At the time of the interim analysis, the median follow-up of the first 27 patients was 12 months (range, 3.3–27.7 months). For the 21 patients for whom PD-L1 status was available, 11 had PD-L1 expression of more than 1%, and 5 patients had PD-L1 expression of more than 50%. In the 16 patients for whom tumor mutation burden was assessed, the median was 10.5 mutations/megabase.

At 1 year, progression-free survival was 41.8%, and median progression-free survival was 10.1 months. Overall survival rates were 74.8% at 1 year and 55.4% at 18 months; median overall survival was 20.3 months, Dr. Rimner reported. The researchers pointed out, in their poster, that previously reported 1-year overall survival with radiotherapy alone or with sequential chemoradiotherapy had been 40% to 60%.2-4 Three treatment-related serious adverse events were observed in the first 27 patients.

DISCLOSURE: The study is an investigator-initiated study with funding and drug supply by AstraZeneca. Dr. Rimner has received grants and/or consulting fees from Varian Medical Systems, AstraZeneca, Merck, Pfizer, Boehringer Ingelheim, and MoreHealth. 

REFERENCES

1. Rimner A, Fitzgerald K, Iqbal AN, et al: Planned interim analysis of a phase II trial of concurrent durvalumab and radiation therapy for locally advanced lung cancer. 2022 World Conference on Lung Cancer. Abstract EP05.01-025. Presented August 7, 2022.

2. Dillman RO, Herndon J, Seagren SL, et al: Improved survival in stage III non-small-cell lung cancer. J Natl Cancer Inst 88:1210-1215, 1996.

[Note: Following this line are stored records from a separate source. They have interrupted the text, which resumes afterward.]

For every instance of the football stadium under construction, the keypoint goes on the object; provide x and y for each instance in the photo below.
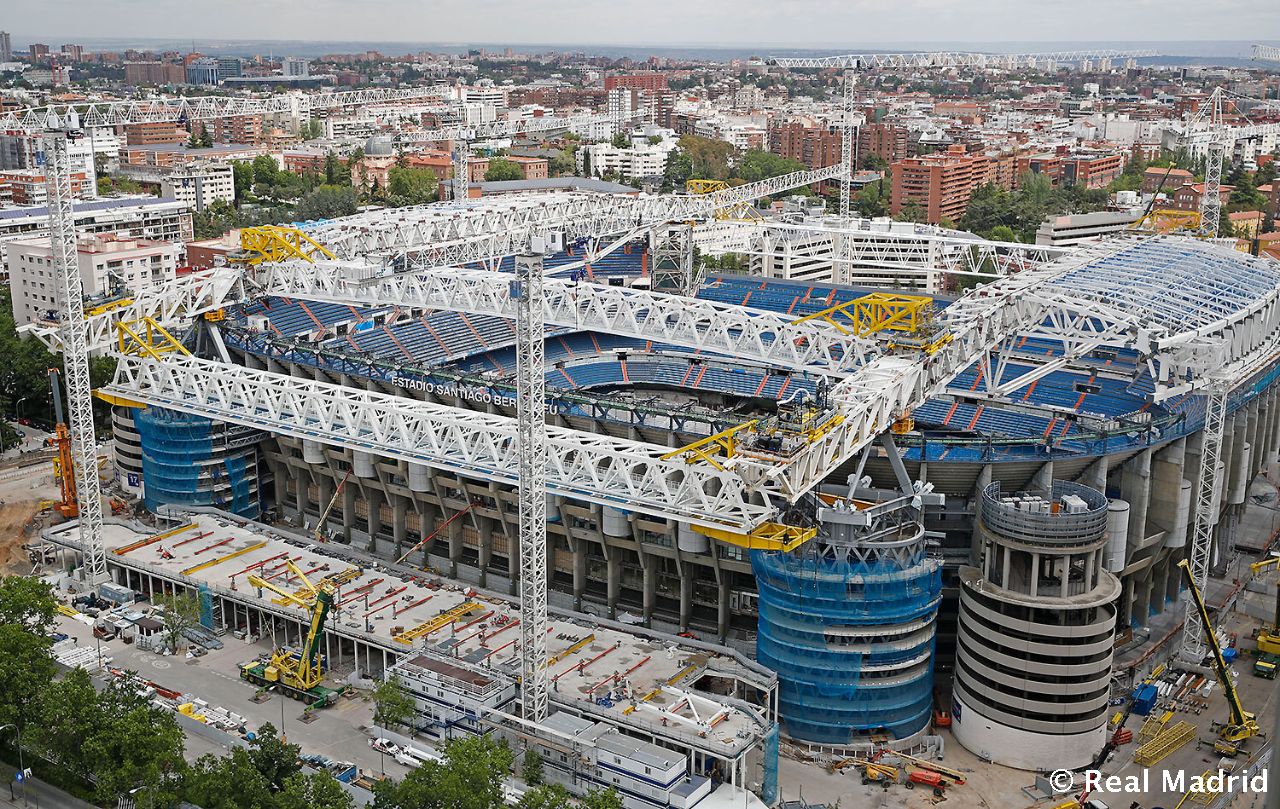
(792, 511)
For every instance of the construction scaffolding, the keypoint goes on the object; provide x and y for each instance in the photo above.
(851, 638)
(192, 461)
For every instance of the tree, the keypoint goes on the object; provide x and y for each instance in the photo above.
(545, 796)
(470, 777)
(1002, 233)
(412, 186)
(273, 757)
(26, 671)
(181, 612)
(69, 713)
(28, 603)
(393, 707)
(602, 799)
(265, 170)
(227, 782)
(136, 745)
(757, 164)
(327, 202)
(531, 768)
(501, 170)
(315, 791)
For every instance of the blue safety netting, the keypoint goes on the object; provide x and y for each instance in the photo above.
(851, 641)
(187, 461)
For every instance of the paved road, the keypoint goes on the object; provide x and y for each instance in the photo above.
(39, 794)
(334, 732)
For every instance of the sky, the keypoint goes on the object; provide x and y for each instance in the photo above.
(801, 23)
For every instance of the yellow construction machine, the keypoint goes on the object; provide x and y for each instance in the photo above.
(1240, 725)
(297, 672)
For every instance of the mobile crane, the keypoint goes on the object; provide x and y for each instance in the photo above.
(297, 673)
(1242, 725)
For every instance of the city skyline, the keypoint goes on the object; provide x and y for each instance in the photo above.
(817, 23)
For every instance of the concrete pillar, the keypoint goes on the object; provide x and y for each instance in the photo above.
(1136, 489)
(649, 589)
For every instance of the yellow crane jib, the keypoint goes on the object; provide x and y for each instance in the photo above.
(878, 311)
(713, 448)
(766, 536)
(278, 243)
(1240, 725)
(146, 338)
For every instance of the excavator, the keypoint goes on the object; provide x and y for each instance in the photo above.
(297, 673)
(1242, 725)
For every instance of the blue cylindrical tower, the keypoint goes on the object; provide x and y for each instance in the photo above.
(848, 622)
(195, 461)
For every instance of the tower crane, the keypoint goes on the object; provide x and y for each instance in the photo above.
(464, 135)
(1240, 725)
(297, 673)
(56, 127)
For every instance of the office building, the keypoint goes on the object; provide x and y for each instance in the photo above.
(110, 265)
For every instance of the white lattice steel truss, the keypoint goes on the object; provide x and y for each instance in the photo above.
(531, 417)
(771, 338)
(952, 59)
(439, 236)
(80, 389)
(583, 466)
(872, 245)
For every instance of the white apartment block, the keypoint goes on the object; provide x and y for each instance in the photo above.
(635, 161)
(200, 184)
(108, 264)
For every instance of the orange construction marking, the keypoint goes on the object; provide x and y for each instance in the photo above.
(977, 415)
(950, 412)
(467, 320)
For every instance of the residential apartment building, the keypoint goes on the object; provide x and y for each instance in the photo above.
(109, 265)
(150, 132)
(886, 141)
(940, 183)
(154, 73)
(27, 186)
(634, 161)
(196, 184)
(813, 146)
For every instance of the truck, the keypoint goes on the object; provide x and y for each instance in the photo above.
(1265, 664)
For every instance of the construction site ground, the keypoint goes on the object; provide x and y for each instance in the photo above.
(337, 731)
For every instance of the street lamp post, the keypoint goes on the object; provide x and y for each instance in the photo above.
(22, 768)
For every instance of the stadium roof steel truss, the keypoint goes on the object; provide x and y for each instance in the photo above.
(868, 246)
(584, 466)
(439, 236)
(736, 332)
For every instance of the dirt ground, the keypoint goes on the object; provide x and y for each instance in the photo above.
(21, 492)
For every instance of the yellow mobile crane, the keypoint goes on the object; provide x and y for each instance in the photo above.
(297, 673)
(1242, 725)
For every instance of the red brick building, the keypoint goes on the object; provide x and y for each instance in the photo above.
(151, 132)
(887, 141)
(940, 183)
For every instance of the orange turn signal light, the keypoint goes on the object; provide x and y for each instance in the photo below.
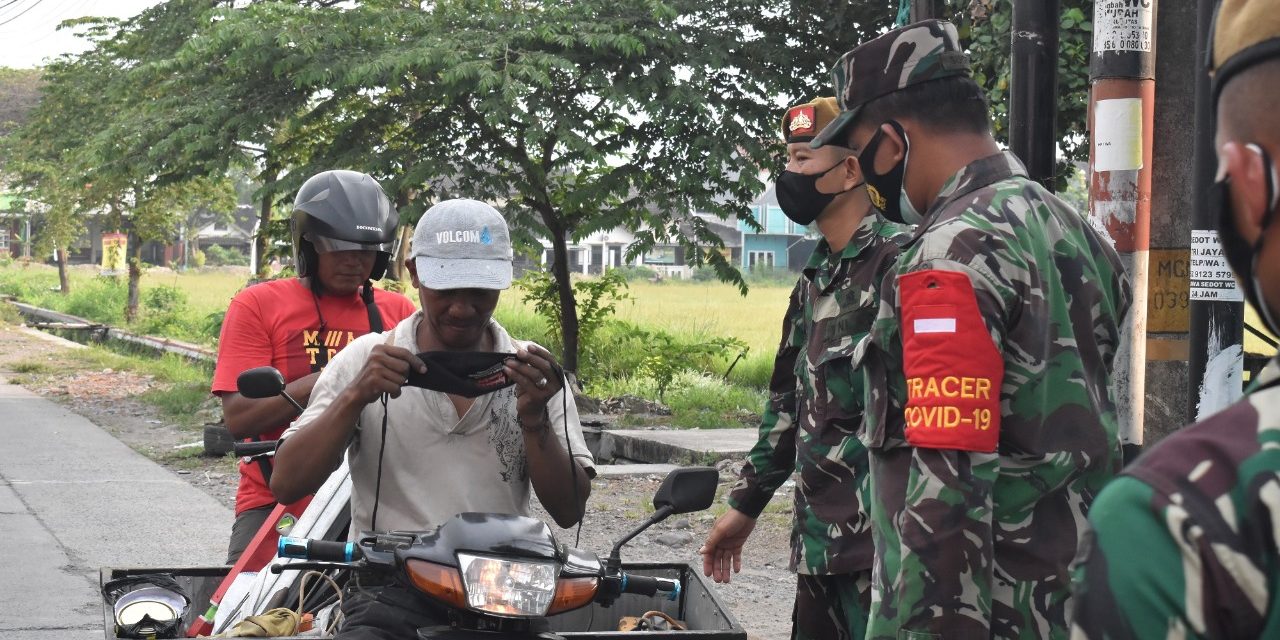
(442, 583)
(572, 593)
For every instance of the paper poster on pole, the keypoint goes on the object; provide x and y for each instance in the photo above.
(1123, 24)
(1118, 135)
(1211, 275)
(114, 247)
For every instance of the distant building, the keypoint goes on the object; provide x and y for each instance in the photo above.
(14, 228)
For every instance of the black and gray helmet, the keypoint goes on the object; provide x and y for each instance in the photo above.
(342, 210)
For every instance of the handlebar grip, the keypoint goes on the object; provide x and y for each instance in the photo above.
(254, 448)
(306, 548)
(648, 585)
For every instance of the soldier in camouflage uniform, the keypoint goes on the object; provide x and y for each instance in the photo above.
(990, 419)
(1184, 544)
(816, 401)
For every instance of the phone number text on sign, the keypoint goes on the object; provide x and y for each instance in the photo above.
(1123, 26)
(1211, 275)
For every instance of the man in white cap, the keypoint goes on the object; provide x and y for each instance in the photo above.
(466, 407)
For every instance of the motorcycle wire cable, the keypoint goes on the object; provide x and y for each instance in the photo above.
(382, 448)
(302, 590)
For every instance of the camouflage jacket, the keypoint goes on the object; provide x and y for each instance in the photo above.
(816, 405)
(990, 417)
(1184, 543)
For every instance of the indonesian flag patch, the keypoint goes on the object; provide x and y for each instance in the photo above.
(803, 122)
(954, 371)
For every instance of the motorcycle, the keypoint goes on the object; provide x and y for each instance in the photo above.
(494, 576)
(506, 576)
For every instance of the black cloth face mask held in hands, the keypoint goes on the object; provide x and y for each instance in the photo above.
(1238, 252)
(462, 373)
(800, 199)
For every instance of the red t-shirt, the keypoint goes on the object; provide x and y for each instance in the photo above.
(277, 323)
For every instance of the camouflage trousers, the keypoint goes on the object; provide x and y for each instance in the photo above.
(831, 607)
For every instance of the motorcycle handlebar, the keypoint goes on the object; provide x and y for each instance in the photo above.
(647, 585)
(324, 551)
(254, 448)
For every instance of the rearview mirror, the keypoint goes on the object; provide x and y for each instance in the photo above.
(688, 489)
(264, 382)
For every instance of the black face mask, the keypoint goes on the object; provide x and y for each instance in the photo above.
(1238, 252)
(462, 373)
(800, 199)
(886, 190)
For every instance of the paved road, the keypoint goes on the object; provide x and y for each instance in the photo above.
(74, 499)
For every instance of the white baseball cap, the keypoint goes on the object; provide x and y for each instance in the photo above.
(462, 245)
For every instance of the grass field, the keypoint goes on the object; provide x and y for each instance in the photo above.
(702, 309)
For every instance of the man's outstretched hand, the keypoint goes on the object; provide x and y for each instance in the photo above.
(725, 543)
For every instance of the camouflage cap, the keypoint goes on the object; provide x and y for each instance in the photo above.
(909, 55)
(1244, 33)
(800, 123)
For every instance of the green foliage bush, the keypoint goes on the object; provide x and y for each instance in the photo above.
(595, 298)
(164, 312)
(100, 300)
(224, 256)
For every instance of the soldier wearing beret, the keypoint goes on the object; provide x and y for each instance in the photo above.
(1184, 543)
(990, 420)
(816, 402)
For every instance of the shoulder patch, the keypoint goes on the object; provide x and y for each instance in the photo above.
(954, 371)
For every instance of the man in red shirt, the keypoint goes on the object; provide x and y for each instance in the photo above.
(342, 231)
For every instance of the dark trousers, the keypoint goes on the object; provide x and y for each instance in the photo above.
(831, 607)
(243, 530)
(384, 612)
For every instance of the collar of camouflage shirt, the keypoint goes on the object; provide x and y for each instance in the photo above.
(821, 264)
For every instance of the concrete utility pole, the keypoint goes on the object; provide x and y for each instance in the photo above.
(1121, 110)
(1171, 204)
(1217, 305)
(1033, 90)
(928, 10)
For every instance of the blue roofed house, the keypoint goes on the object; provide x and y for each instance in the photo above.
(781, 243)
(14, 228)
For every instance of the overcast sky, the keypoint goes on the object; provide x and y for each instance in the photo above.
(28, 28)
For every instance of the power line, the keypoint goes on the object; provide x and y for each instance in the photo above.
(37, 3)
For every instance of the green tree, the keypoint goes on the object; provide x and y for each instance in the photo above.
(984, 24)
(575, 117)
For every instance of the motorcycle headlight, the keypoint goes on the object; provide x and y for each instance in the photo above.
(507, 586)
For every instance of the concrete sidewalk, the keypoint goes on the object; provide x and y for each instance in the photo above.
(74, 499)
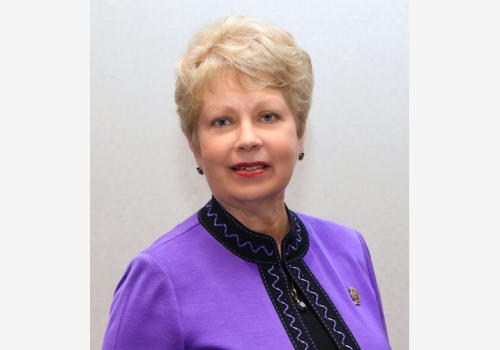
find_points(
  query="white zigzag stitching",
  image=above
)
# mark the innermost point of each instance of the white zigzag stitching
(324, 307)
(209, 206)
(293, 319)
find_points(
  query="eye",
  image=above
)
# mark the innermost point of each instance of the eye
(268, 117)
(222, 122)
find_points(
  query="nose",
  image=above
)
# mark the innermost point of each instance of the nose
(248, 138)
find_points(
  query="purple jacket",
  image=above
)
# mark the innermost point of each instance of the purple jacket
(210, 283)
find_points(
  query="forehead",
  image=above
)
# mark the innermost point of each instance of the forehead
(228, 94)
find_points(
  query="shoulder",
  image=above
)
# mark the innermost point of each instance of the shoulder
(329, 231)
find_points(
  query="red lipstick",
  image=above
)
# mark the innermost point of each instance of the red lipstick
(252, 169)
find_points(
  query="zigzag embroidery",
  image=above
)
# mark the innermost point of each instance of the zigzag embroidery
(209, 206)
(324, 307)
(286, 307)
(297, 241)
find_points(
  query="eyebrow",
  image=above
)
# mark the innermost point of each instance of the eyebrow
(224, 107)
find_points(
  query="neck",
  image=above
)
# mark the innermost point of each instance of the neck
(264, 216)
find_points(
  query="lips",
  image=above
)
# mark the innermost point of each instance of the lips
(249, 166)
(250, 169)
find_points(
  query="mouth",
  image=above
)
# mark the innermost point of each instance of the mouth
(250, 169)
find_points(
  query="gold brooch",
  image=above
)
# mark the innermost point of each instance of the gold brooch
(354, 296)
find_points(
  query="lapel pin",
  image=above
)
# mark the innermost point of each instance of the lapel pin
(354, 296)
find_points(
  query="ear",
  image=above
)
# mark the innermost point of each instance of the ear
(303, 139)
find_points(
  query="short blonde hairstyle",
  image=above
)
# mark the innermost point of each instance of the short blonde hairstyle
(240, 48)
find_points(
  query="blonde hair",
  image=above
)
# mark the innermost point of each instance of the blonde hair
(240, 48)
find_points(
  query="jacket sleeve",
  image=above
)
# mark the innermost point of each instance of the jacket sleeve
(144, 313)
(373, 280)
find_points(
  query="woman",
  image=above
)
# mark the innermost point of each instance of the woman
(245, 272)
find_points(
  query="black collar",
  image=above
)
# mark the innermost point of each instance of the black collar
(250, 245)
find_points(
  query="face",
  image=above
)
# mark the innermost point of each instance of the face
(248, 143)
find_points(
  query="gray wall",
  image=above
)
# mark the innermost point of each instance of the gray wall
(143, 178)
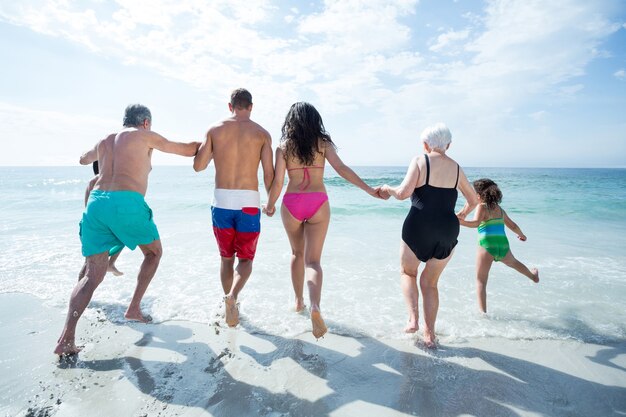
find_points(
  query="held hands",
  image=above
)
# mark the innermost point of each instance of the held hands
(382, 191)
(269, 211)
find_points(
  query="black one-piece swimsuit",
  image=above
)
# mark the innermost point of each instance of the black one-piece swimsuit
(431, 228)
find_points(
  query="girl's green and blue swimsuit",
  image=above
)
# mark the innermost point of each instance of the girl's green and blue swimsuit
(492, 237)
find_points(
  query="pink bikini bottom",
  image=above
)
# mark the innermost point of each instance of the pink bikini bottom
(303, 206)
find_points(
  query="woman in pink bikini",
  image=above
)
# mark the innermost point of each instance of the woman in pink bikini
(304, 148)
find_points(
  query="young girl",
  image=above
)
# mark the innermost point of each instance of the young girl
(490, 220)
(304, 149)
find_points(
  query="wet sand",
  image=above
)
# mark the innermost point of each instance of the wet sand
(180, 368)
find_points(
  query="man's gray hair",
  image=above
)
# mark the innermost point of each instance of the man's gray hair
(437, 136)
(136, 114)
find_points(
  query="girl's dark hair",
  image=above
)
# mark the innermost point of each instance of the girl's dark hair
(301, 132)
(488, 191)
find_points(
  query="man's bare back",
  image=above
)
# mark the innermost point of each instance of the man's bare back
(237, 145)
(125, 158)
(237, 151)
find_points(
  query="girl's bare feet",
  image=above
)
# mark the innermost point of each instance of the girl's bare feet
(411, 327)
(319, 327)
(535, 272)
(66, 349)
(299, 305)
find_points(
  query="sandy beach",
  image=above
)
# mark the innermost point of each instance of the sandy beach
(180, 368)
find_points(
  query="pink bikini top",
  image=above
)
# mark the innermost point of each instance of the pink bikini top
(306, 180)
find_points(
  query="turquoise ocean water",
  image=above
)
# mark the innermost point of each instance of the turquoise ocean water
(574, 220)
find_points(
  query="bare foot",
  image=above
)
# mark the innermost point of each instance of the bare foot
(319, 327)
(137, 316)
(66, 349)
(411, 327)
(300, 306)
(113, 269)
(430, 341)
(535, 272)
(231, 310)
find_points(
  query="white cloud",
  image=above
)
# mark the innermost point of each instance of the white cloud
(539, 116)
(445, 39)
(66, 136)
(349, 56)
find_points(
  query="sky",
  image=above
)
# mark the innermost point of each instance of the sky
(520, 83)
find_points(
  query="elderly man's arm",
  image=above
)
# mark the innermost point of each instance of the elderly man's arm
(90, 156)
(158, 142)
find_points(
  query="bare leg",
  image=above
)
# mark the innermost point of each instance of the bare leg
(310, 235)
(81, 295)
(112, 268)
(484, 260)
(240, 277)
(408, 281)
(510, 261)
(315, 230)
(428, 284)
(295, 232)
(83, 270)
(152, 253)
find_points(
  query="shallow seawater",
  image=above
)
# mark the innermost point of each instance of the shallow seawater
(574, 220)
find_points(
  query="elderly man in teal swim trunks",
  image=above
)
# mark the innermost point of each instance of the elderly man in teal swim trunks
(117, 214)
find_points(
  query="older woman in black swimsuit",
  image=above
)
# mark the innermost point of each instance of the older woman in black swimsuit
(431, 228)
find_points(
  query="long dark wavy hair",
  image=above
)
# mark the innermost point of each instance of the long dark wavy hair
(301, 132)
(488, 191)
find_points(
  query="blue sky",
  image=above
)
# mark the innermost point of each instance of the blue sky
(519, 82)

3. Sonnick MA, Oro F, Yan B, et al: Identifying the optimal radiation dose in locally advanced non-small-cell lung cancer treated with definitive radiotherapy without concurrent chemotherapy. Clin Lung Cancer 19:e131-e140, 2018.

4. Sause W, Kolesar P, Taylor IS, et al: Final results of phase III trial in regionally advanced unresectable non-small cell lung cancer. Chest 117:358-364, 2000.